77. But it is possible to do that, presumably,
(Dr King) We are looking to improve surveillance of
STIs in GUM clinics, as part of implementation of the Sexual Health
and HIV Strategy, and clearly that national collection system,
which comes from every GUM clinic, it could be one of the factors
that is looked at. But the more complex your data is, in any of
these collection systems, then the more difficult it is for the
clinicians at the GUM clinic and others that are actually providing
it, so it would need to be carefully looked at, what type of question
you were asking.
78. The point I was making would be that, presumably,
it is conceivable for a woman who was attending a family planning
clinic to be examined, and the doctor there to notice that she
had some particular problem, and steps could be taken accordingly
to treat that particular problem. What that brings me on to asking
about is the fact that, certainly as I see it, the screening process
of that nature, where the problems that are picked up are more
likely to involve women than men, therefore what are your thoughts
on how we may engage more with the male population in respect
of picking up and addressing this particular problem?
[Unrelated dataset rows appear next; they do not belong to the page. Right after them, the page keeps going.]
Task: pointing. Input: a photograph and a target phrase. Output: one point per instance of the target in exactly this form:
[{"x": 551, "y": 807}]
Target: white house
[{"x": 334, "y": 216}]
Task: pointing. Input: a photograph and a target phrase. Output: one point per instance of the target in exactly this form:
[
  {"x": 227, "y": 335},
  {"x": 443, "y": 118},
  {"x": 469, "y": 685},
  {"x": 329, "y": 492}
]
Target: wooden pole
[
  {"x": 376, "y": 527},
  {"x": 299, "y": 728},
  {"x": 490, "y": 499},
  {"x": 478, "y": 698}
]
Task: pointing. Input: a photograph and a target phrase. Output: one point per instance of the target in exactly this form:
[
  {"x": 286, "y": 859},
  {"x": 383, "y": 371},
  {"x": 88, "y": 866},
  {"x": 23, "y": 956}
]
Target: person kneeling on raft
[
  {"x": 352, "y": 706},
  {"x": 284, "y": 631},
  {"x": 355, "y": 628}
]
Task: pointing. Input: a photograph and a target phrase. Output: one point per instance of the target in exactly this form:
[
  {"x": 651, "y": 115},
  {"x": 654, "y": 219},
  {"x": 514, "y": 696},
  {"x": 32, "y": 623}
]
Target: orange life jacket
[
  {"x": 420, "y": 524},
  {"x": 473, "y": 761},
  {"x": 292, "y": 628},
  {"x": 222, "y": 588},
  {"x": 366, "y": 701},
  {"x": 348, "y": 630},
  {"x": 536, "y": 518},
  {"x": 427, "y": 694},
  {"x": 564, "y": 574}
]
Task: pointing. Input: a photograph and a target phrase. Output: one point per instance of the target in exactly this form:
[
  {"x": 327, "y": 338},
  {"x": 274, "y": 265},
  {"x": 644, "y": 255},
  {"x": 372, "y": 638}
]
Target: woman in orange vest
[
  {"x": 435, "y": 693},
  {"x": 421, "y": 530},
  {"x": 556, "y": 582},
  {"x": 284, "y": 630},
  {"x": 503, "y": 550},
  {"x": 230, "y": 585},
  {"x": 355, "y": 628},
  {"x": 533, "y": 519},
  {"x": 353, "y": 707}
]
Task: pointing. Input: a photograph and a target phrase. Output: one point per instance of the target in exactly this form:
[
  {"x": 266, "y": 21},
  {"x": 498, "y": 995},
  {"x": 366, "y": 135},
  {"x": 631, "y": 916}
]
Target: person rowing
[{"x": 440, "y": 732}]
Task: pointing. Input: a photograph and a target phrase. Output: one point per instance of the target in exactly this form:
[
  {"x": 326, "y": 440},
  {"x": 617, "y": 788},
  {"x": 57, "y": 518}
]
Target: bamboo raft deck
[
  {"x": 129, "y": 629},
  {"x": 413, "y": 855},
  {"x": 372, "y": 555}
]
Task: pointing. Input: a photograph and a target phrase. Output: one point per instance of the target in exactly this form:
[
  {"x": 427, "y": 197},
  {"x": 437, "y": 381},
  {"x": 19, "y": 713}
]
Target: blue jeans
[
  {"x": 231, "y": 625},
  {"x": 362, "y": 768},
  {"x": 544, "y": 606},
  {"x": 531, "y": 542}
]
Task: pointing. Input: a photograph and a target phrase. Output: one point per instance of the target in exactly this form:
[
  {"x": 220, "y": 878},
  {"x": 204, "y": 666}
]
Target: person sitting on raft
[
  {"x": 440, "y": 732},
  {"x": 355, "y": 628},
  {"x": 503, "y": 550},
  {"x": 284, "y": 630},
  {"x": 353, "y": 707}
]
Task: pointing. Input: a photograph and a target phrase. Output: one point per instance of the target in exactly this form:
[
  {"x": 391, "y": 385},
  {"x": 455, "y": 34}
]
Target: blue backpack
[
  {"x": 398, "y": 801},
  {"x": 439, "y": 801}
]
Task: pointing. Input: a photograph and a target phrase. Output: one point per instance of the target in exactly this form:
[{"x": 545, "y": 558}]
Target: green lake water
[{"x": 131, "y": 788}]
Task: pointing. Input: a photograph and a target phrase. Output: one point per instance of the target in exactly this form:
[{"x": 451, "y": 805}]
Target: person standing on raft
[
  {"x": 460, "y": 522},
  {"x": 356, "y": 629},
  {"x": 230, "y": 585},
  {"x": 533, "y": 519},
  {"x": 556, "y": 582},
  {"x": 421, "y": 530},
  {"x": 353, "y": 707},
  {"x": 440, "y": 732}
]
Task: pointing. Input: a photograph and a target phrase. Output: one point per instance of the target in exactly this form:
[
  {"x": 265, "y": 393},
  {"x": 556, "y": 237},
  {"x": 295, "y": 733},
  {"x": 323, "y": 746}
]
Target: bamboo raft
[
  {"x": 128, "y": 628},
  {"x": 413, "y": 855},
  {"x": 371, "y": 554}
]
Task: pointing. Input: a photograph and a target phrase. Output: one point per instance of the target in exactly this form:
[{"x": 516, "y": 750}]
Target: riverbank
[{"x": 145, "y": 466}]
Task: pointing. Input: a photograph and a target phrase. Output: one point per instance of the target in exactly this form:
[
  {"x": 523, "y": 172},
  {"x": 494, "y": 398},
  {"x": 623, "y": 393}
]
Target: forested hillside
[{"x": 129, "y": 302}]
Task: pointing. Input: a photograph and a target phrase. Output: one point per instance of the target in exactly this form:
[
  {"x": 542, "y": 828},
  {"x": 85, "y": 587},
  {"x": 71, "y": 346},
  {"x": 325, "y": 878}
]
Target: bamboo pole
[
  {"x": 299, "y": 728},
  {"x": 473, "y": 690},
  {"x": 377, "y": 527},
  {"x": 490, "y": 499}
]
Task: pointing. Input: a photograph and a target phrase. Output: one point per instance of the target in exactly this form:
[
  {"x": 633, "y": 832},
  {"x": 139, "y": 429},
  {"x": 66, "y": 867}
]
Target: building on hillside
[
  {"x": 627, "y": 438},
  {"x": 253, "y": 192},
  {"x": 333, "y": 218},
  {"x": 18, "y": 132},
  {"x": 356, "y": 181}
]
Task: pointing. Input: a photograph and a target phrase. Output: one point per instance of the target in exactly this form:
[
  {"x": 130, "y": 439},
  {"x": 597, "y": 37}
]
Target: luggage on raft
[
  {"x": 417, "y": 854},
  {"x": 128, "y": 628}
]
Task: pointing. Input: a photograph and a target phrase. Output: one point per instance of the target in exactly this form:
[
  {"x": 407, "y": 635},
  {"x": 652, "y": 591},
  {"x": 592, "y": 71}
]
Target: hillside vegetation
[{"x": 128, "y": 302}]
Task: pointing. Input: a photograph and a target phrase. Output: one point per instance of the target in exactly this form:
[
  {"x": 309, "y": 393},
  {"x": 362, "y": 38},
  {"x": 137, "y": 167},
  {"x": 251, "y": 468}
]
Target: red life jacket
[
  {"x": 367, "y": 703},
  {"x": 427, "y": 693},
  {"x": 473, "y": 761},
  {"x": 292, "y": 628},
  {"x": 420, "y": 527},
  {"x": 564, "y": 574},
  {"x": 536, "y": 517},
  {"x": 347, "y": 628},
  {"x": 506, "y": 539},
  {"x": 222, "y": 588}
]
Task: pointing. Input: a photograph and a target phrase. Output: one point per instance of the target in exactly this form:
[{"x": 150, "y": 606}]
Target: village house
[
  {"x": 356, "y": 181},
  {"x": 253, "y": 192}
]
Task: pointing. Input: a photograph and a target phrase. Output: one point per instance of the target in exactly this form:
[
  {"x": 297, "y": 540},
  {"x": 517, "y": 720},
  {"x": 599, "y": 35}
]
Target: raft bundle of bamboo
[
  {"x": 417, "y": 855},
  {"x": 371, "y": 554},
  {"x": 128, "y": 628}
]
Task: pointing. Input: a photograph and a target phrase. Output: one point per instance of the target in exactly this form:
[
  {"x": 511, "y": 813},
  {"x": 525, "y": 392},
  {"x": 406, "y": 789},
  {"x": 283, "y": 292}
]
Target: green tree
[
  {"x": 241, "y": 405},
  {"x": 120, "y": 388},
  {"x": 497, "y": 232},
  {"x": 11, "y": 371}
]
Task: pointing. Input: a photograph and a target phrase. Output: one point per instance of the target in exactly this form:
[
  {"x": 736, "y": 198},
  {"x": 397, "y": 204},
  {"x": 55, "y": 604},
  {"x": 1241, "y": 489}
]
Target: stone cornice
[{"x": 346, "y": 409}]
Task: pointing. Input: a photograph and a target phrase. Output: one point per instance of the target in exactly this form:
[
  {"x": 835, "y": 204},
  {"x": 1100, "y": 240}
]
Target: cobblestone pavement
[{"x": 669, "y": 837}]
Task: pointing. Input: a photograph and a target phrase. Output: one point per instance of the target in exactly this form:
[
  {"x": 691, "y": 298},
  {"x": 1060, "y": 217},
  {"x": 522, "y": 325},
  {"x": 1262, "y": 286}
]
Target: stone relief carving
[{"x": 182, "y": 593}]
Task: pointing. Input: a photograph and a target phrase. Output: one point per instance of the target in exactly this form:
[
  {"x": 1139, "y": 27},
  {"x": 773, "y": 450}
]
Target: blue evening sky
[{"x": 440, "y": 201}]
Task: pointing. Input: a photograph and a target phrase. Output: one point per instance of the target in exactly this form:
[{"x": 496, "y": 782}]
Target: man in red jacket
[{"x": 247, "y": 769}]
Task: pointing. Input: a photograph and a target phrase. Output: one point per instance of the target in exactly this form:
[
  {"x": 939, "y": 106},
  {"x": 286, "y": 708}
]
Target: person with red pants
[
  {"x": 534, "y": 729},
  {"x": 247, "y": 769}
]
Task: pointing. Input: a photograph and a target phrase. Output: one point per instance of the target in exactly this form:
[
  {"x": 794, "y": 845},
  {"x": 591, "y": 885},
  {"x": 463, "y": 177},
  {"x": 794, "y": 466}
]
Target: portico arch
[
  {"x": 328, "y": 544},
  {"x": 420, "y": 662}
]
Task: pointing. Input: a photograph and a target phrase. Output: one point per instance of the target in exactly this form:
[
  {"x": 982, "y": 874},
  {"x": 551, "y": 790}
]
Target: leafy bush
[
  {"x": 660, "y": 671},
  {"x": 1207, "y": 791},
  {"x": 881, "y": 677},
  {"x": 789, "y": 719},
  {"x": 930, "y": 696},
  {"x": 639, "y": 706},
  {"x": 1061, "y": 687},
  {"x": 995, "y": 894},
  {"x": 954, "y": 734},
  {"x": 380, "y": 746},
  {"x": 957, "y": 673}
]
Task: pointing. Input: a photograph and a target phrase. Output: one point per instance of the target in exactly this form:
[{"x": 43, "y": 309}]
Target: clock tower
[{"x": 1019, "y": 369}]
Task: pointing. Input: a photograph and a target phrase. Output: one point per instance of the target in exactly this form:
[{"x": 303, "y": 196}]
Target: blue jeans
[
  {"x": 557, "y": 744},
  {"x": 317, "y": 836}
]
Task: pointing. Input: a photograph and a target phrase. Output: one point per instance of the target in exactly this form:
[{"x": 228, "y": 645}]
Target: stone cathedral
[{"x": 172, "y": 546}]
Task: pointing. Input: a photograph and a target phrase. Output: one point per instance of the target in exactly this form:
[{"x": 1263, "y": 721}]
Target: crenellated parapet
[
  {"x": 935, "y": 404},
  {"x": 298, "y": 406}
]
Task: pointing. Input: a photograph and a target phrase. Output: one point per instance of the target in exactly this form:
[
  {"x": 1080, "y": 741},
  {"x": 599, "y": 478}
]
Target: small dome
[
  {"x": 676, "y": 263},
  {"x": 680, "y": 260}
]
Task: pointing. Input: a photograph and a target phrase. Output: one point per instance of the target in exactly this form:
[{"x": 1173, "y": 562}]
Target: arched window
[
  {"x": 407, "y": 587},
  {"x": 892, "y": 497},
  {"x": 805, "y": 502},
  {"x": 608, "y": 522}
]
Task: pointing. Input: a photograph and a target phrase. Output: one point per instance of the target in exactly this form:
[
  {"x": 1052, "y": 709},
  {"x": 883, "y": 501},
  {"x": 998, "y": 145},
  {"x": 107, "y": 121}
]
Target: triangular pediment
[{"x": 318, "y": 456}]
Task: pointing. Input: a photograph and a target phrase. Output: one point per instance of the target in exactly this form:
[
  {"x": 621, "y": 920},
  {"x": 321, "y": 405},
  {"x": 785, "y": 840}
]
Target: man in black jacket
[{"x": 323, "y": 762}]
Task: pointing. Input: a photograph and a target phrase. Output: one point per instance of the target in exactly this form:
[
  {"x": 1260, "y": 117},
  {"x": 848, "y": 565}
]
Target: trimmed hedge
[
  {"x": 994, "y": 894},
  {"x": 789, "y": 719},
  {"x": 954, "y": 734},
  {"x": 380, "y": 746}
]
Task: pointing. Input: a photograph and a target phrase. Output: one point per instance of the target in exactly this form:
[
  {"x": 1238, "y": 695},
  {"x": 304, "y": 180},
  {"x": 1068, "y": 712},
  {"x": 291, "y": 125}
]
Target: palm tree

(Dr King) It is a difficult one, is it not, really.
79. You need to come back to me then. Only I
am conscious that we have, interestingly, an all-female panel
of witnesses; as a male, I feel that I want to ask that question,
because certainly the figures we have got indicate that men have
problems as well, and may well be assisting the reinfection problems?
(Ms Stanier) One thing that we have done already,
as part of the Teenage Pregnancy Strategy, is to issue best practice
guidance about contraceptive services for young men and to try
to make young people contraceptive services more welcoming to
young men, for example, by having specialist young men sessions;
so we have started to look at one part of this area.